I know these expressions can sometimes be useful but no they are not stored anywhere. (i.e. don’t take these expression literally and don’t use these as argument for anything…).

Storage location doesn’t exist as a concept when you talk about high level semantics (an object (value) is an object (value), it’s abstract and isn’t bind to any memory). At low level this is also not the case. 1 may or may not be anywhere. 2 may or may not be stored at the same location as the 1 or it may or may not be stored anywhere.

There really isn’t a level where you can talk about 1 and 2 stored at different locations. You can talk about a equivalent unoptimized implementation using other languages (like C++) where these could be the case if that helps your understanding. Just be careful what you are talking about is a property of the language and what is the property of your implementation.


There may not be multiple kind of passing semantics but saying everything is passed “by value” would be very misleading. The different names (by value, by reference, by sharing) is indeed a bit ambiguous but I believe by value usually does not mean what we have. I usually use by reference since it seems to be understood by most people but I’m also fine with by sharing.

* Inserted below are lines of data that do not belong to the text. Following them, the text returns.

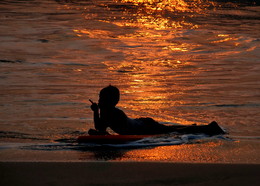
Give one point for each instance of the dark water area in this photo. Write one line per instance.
(177, 61)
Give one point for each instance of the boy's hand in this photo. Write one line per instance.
(94, 106)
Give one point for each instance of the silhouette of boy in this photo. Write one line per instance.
(107, 115)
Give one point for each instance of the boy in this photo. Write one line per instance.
(107, 115)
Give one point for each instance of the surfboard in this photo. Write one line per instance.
(111, 139)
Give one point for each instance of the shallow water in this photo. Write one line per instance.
(178, 61)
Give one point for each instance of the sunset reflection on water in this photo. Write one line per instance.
(154, 50)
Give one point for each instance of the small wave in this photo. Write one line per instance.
(164, 140)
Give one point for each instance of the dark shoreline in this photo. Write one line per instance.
(127, 173)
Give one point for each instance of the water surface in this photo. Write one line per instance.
(178, 61)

AFAICT, “by value” usually imply copying, and mutating the passed object will have no effect on the original one. Such semantics doesn’t exist in julia but that doesn’t mean this is a correct or good way to describe the argument passing semanatics. Copying (and aliasing) is definately an object that exist in julia and calling this by value is only going to cause unnecessary confusion.


I mean, the following example really confuses me:

julia> x = 1;

julia> y = Ref(x);

julia> y == Ref(x)

julia> Ref(x) == Ref(x)

by any sense, a Ref is “not a reference” is … just confusing. I think we need another term to clarify the situation…

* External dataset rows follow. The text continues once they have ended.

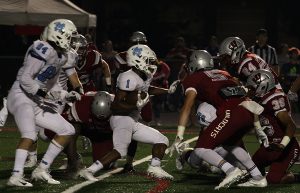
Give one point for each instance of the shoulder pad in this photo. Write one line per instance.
(126, 82)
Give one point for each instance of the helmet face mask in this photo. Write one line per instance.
(101, 105)
(79, 44)
(260, 82)
(200, 60)
(142, 58)
(60, 32)
(233, 47)
(138, 37)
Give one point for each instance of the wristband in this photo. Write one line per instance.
(108, 81)
(41, 93)
(180, 131)
(285, 141)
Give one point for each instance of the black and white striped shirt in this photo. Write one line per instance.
(267, 53)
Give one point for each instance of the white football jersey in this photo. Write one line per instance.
(67, 70)
(130, 81)
(41, 68)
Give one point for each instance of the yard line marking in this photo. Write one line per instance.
(108, 174)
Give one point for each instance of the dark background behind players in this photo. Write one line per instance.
(163, 21)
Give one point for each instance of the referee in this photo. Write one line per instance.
(265, 51)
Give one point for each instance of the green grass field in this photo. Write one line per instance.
(186, 181)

Certainly — hence the quotation marks. As I said above, this kind of terminology is not a useful one for Julia. It is unfortunate that it is so widespread.

Think of Ref as a container for a single value. It has nothing to do with the & operator in C.

Maybe this will help: Ref(x) creates a new object referring to x. Ref(x) == Ref(x) creates two distinct objects referring to x. The equality check returns false because there is no specialised method for ==(::Ref, ::Ref), and thus the generic fallback to identity/=== happens.

julia> x = 1

julia> @which Ref(x) == Ref(x)
==(x, y) in Base at operators.jl:83

# @edit Ref(x) == Ref(x) shows us this:
# ==(x, y) = x === y

Now, as for this:

Your function is equivalent to the following definition:

function f!(a)
   a = a+2
   return a

The variable a in the body of the function is reassigned a new value and that new value is returned, because in julia the value of the last executed statement is also returned from the function. The variable outside of f! is still referring to the old value, because it is in a different scope and nothing inside of the function is modifying what’s inside of that value.

Well it’s not a C++ reference, which is by no mean the only meaning of it. It is refering to a single object.

Well, try this in C. int x = 0, y = 0; return &x == &y;.